CMU-MultimodalSDK
CMU-MultimodalSDK copied to clipboard
Implementing missing modality during test time
Hi Amir,
I have read about Co-learning where we can train model on 3 modalities however at test time we can use only one modality. I am struggling to understand how this will be implemented in a code. Once we train a model with 3 modalities, it will expect 3 modalities at test time. Do we need to handle this scenario by passing zero or some random values for modalities to be dropped. Please help, also any sample implementation of the same. Thanks a lot for all your support.
Hi @AnilRahate,
Yes, you train via 3 modalities and you pass zeros as the missing ones during test time. The whole idea here is we would expect the model to crash and burn since zeros will most likely cause instabilities. However, this does not happen, and the models actually outperform the scenario where only the train/test available modalities are used to train.
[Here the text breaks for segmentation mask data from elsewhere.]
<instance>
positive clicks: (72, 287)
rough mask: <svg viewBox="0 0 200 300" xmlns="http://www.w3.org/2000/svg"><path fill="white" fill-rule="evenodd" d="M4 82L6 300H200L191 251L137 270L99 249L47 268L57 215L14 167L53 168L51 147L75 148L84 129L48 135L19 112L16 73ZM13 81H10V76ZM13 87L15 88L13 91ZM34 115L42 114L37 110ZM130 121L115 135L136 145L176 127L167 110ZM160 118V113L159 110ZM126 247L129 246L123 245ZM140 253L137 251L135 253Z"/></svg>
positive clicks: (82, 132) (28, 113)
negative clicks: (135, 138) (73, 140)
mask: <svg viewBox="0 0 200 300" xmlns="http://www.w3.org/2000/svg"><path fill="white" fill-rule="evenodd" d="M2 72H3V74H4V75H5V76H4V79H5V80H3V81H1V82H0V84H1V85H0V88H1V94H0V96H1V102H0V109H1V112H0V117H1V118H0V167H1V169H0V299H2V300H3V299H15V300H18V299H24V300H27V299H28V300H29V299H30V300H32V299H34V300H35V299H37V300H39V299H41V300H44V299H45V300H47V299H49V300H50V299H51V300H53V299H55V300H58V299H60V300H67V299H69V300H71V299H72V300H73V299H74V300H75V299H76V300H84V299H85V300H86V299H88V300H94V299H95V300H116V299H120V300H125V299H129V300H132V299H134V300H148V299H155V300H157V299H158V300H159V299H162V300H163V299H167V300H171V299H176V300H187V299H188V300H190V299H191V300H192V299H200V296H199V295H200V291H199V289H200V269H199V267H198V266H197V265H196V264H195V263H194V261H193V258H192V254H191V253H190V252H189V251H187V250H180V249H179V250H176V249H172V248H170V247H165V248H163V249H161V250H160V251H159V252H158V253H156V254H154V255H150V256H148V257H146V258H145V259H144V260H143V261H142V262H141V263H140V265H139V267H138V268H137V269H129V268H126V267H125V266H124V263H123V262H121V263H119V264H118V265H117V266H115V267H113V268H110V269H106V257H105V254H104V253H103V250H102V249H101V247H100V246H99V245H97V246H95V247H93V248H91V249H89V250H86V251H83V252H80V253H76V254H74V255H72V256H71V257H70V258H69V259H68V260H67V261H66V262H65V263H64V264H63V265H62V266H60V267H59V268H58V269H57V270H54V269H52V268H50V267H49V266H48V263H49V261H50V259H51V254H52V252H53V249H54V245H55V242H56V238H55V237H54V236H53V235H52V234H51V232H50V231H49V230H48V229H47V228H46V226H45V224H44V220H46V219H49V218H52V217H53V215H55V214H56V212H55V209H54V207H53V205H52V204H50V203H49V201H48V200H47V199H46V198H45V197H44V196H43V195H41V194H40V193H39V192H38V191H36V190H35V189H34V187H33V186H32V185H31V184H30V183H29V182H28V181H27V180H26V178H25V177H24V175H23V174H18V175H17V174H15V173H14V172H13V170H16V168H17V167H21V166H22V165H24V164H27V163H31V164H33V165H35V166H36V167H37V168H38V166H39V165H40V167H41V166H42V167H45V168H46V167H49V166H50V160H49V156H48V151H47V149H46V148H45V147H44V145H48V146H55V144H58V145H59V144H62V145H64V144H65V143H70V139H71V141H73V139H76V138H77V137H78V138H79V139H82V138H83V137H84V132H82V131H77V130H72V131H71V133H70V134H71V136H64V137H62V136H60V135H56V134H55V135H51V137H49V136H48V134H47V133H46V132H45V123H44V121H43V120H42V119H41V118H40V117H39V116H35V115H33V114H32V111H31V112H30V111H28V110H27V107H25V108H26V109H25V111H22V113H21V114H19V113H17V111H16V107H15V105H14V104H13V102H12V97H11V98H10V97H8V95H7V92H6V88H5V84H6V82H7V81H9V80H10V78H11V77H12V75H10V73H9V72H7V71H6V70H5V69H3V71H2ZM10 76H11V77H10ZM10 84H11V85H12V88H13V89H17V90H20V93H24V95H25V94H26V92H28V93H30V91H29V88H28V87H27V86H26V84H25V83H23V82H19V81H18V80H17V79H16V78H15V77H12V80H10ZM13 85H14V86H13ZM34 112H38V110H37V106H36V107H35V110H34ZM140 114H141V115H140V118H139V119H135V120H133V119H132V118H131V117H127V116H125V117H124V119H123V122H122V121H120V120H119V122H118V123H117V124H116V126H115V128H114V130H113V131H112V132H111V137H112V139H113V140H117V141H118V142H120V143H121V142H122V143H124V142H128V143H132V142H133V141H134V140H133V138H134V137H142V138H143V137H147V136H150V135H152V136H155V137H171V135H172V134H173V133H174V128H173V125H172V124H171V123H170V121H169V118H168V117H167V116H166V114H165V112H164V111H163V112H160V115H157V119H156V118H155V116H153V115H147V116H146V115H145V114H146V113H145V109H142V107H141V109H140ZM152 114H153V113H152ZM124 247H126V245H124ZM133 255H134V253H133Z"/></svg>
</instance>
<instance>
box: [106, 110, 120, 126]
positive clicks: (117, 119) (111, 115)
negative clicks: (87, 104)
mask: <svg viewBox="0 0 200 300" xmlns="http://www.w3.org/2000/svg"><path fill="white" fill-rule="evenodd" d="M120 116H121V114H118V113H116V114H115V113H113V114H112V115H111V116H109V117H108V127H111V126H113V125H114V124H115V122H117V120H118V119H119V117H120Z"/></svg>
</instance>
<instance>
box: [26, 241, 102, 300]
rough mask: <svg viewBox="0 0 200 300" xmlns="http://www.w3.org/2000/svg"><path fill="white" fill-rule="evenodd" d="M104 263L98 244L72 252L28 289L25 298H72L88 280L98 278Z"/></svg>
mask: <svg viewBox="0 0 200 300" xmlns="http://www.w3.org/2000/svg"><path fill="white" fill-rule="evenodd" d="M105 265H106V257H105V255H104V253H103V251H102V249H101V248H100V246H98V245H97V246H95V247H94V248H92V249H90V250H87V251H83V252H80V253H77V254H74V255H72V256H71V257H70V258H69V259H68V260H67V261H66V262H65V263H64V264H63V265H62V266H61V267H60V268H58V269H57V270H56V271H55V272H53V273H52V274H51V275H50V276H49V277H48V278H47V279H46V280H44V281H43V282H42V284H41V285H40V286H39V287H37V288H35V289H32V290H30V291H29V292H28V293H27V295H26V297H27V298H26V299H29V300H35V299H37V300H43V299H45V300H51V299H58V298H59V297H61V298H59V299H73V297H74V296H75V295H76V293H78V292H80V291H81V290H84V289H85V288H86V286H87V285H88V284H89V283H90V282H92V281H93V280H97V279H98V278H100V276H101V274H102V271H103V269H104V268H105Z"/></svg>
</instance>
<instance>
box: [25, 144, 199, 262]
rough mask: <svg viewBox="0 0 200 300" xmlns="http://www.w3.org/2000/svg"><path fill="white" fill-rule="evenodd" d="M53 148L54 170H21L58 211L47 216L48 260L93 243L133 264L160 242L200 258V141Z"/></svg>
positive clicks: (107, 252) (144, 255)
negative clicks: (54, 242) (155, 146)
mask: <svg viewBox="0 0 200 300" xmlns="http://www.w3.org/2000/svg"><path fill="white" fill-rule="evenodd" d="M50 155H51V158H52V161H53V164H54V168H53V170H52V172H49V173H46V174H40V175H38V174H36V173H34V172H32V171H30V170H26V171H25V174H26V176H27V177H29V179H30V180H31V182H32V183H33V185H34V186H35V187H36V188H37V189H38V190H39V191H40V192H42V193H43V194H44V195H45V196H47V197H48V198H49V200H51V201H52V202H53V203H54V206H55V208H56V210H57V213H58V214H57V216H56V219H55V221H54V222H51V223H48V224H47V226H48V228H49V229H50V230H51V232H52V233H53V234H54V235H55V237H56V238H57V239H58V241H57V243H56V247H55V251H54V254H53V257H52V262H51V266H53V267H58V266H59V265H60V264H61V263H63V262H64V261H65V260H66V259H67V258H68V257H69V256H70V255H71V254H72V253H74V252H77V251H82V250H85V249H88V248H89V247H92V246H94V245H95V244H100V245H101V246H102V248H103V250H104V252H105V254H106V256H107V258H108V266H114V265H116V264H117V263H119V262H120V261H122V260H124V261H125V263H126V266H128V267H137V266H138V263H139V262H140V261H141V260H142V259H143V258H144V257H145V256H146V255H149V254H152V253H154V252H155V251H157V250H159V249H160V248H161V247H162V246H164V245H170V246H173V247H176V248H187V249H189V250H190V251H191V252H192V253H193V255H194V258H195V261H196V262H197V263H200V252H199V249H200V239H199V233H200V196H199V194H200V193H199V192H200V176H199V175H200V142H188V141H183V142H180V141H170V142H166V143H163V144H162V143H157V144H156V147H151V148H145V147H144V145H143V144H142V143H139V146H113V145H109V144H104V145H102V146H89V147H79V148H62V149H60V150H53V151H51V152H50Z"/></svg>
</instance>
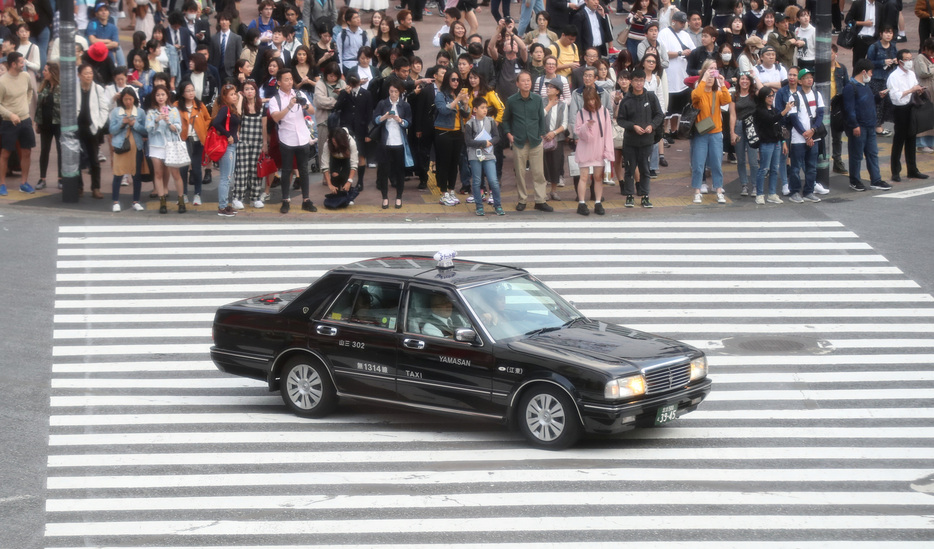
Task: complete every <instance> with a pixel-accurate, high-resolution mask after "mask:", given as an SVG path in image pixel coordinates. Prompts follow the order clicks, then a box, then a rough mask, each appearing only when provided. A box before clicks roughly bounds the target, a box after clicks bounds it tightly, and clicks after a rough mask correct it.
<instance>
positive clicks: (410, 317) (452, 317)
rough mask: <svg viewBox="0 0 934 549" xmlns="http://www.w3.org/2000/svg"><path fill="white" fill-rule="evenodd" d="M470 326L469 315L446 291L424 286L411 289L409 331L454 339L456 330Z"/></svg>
mask: <svg viewBox="0 0 934 549" xmlns="http://www.w3.org/2000/svg"><path fill="white" fill-rule="evenodd" d="M470 327H471V324H470V321H469V320H468V319H467V315H465V314H464V313H463V312H462V311H461V309H460V307H459V306H458V304H457V303H456V302H454V301H452V300H451V298H450V297H449V296H448V294H446V293H445V292H437V291H431V290H426V289H422V288H412V289H411V290H410V291H409V302H408V308H407V310H406V331H407V332H411V333H415V334H421V335H426V336H432V337H443V338H445V339H454V330H456V329H458V328H470Z"/></svg>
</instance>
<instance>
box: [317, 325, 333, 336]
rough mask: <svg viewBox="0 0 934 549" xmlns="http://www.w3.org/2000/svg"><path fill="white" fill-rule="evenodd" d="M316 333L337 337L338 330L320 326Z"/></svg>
mask: <svg viewBox="0 0 934 549" xmlns="http://www.w3.org/2000/svg"><path fill="white" fill-rule="evenodd" d="M315 331H316V332H318V335H337V328H334V327H332V326H318V327H317V328H315Z"/></svg>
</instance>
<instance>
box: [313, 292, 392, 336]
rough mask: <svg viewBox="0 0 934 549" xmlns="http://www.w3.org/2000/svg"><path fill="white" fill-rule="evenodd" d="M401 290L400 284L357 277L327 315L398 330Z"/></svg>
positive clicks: (329, 319) (334, 317) (381, 327)
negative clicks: (399, 298) (368, 280)
mask: <svg viewBox="0 0 934 549" xmlns="http://www.w3.org/2000/svg"><path fill="white" fill-rule="evenodd" d="M401 294H402V291H401V288H400V287H399V285H398V284H389V283H385V282H373V281H364V280H355V281H353V282H351V283H350V284H348V285H347V287H346V288H344V290H343V291H342V292H341V294H340V296H338V298H337V300H335V301H334V305H333V306H332V307H331V310H330V311H328V314H327V315H325V318H327V319H329V320H337V321H341V322H350V323H352V324H362V325H367V326H375V327H379V328H386V329H389V330H394V329H395V328H396V321H397V319H398V318H399V298H400V296H401Z"/></svg>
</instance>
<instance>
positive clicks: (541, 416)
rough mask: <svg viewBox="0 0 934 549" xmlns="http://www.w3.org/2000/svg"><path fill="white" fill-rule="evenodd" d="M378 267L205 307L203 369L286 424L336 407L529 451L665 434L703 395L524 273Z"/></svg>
mask: <svg viewBox="0 0 934 549" xmlns="http://www.w3.org/2000/svg"><path fill="white" fill-rule="evenodd" d="M455 255H456V252H452V251H443V252H439V253H438V254H435V257H434V258H432V257H427V256H403V257H381V258H376V259H369V260H365V261H360V262H357V263H352V264H350V265H345V266H343V267H339V268H336V269H333V270H331V271H329V272H328V273H326V274H325V275H324V276H322V277H321V278H319V279H318V280H317V281H315V282H314V283H313V284H312V285H310V286H309V287H307V288H299V289H294V290H288V291H283V292H279V293H275V294H269V295H264V296H259V297H253V298H249V299H244V300H242V301H237V302H235V303H231V304H229V305H225V306H223V307H221V308H220V309H218V311H217V313H216V315H215V318H214V325H213V337H214V345H213V346H212V347H211V358H212V360H213V361H214V363H215V364H216V365H217V368H218V369H220V370H221V371H224V372H227V373H230V374H234V375H239V376H245V377H249V378H254V379H259V380H263V381H266V382H267V383H268V384H269V389H270V391H279V392H280V393H281V395H282V400H283V401H284V402H285V404H286V405H287V406H288V407H289V408H290V409H291V410H292V411H293V412H294V413H296V414H298V415H300V416H304V417H321V416H324V415H326V414H328V413H329V412H331V411H332V410H333V409H334V407H335V406H336V404H337V402H338V399H339V398H341V397H347V398H353V399H363V400H367V401H374V402H380V403H389V404H395V405H401V406H407V407H411V408H416V409H420V410H425V411H434V412H444V413H455V414H465V415H469V416H474V417H478V418H489V419H493V420H496V421H500V422H503V423H505V424H508V425H511V426H514V427H515V428H517V429H518V430H519V431H521V432H522V434H523V435H524V436H525V437H526V438H527V439H528V440H529V441H530V442H531V443H532V444H533V445H535V446H539V447H543V448H552V449H559V448H566V447H568V446H571V445H572V444H574V443H575V442H576V441H577V440H578V439H579V437H580V436H581V435H582V434H583V433H585V432H586V433H594V434H613V433H620V432H623V431H627V430H629V429H632V428H634V427H637V426H654V425H661V424H664V423H667V422H669V421H671V420H673V419H675V418H677V417H678V416H680V415H681V414H684V413H686V412H690V411H692V410H694V409H695V408H696V407H697V405H698V404H699V403H700V402H701V401H702V400H703V399H704V398H705V397H706V396H707V395H708V394H709V393H710V388H711V381H710V379H708V377H707V359H706V357H705V356H704V353H703V352H701V351H700V350H698V349H696V348H694V347H691V346H689V345H686V344H684V343H680V342H678V341H674V340H672V339H668V338H664V337H660V336H656V335H652V334H647V333H644V332H640V331H637V330H632V329H629V328H624V327H622V326H618V325H615V324H610V323H607V322H603V321H600V320H595V319H590V318H586V317H584V315H582V314H581V313H580V312H579V311H577V310H576V309H575V308H574V307H573V306H572V305H571V304H570V303H568V302H567V301H565V300H564V299H563V298H562V297H561V296H559V295H558V294H557V293H555V292H554V291H553V290H551V289H550V288H549V287H548V286H546V285H545V284H543V283H542V282H541V281H539V280H538V279H536V278H535V277H534V276H532V275H531V274H529V273H528V272H527V271H525V270H524V269H519V268H516V267H510V266H505V265H496V264H490V263H481V262H477V261H467V260H460V259H454V256H455Z"/></svg>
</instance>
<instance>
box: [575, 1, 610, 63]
mask: <svg viewBox="0 0 934 549" xmlns="http://www.w3.org/2000/svg"><path fill="white" fill-rule="evenodd" d="M573 25H574V26H575V27H577V49H578V50H579V51H580V52H581V55H583V53H584V52H585V51H587V48H591V47H593V48H597V51H599V52H600V56H601V57H606V56H607V46H606V45H607V44H608V43H610V42H611V41H612V40H613V27H612V26H611V25H610V18H609V17H608V16H607V13H606V10H605V9H604V7H603V5H602V4H601V3H600V0H587V3H586V5H584V6H582V7H581V8H580V9H578V10H577V13H576V14H574V18H573Z"/></svg>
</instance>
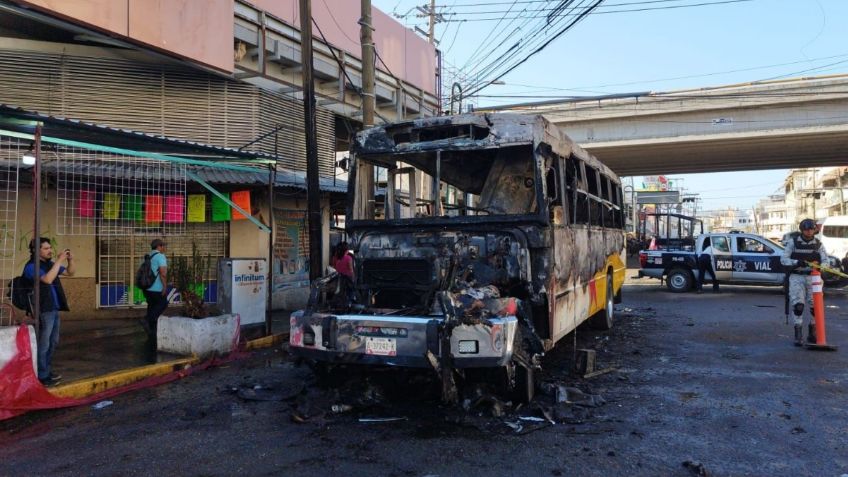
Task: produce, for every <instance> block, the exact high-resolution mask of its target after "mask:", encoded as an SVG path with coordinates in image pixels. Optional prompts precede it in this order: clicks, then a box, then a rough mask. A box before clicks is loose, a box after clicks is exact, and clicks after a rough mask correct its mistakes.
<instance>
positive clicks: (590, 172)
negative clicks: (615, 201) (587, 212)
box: [583, 163, 606, 226]
mask: <svg viewBox="0 0 848 477" xmlns="http://www.w3.org/2000/svg"><path fill="white" fill-rule="evenodd" d="M583 166H584V168H585V169H586V190H587V192H589V194H590V195H591V196H592V197H590V198H589V223H590V224H591V225H600V226H603V225H604V209H605V208H606V207H604V204H603V203H602V202H601V201H600V200H598V199H599V198H600V197H601V192H600V187H599V184H598V170H597V169H595V168H594V167H592V166H590V165H588V164H585V163H584V164H583Z"/></svg>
The moral of the story is this:
The available (train/test) modalities with help from the parameters of the network can learn the dynamics of another modality to a certain theoretical bound explained in the paper.
An example: say we have no information regarding the meaning of the words "good" and "helpful". The word "good " is 90% of the time in a positive sentence in our dataset, but the word "helpful" happens identically between negative and positive in our dataset. Assume the two words don't occur in simialr sentences either. As far as an i.i.d approach would go, "good" is a positive word and "helpful" is a neutral word. However, say during training we observe a unique link between the two: The speakers smile when uttering the word "good" and "helpful". Therefore, now the two words are linked via the smile. The physical location of this link would be in the parameters of the network. The network may end up bringing the two representations closer together.
Hi @A2Zadeh, In the co-learning paper, IMDB data was used during test time. IMDB dataset, I came across is having text sample length of more than 100 words. However, MOSI dataset text length is 20 or 50 from SDK kit. I would like to know length of text sample used for IMDB for the accuracies reported in the Co-learning paper.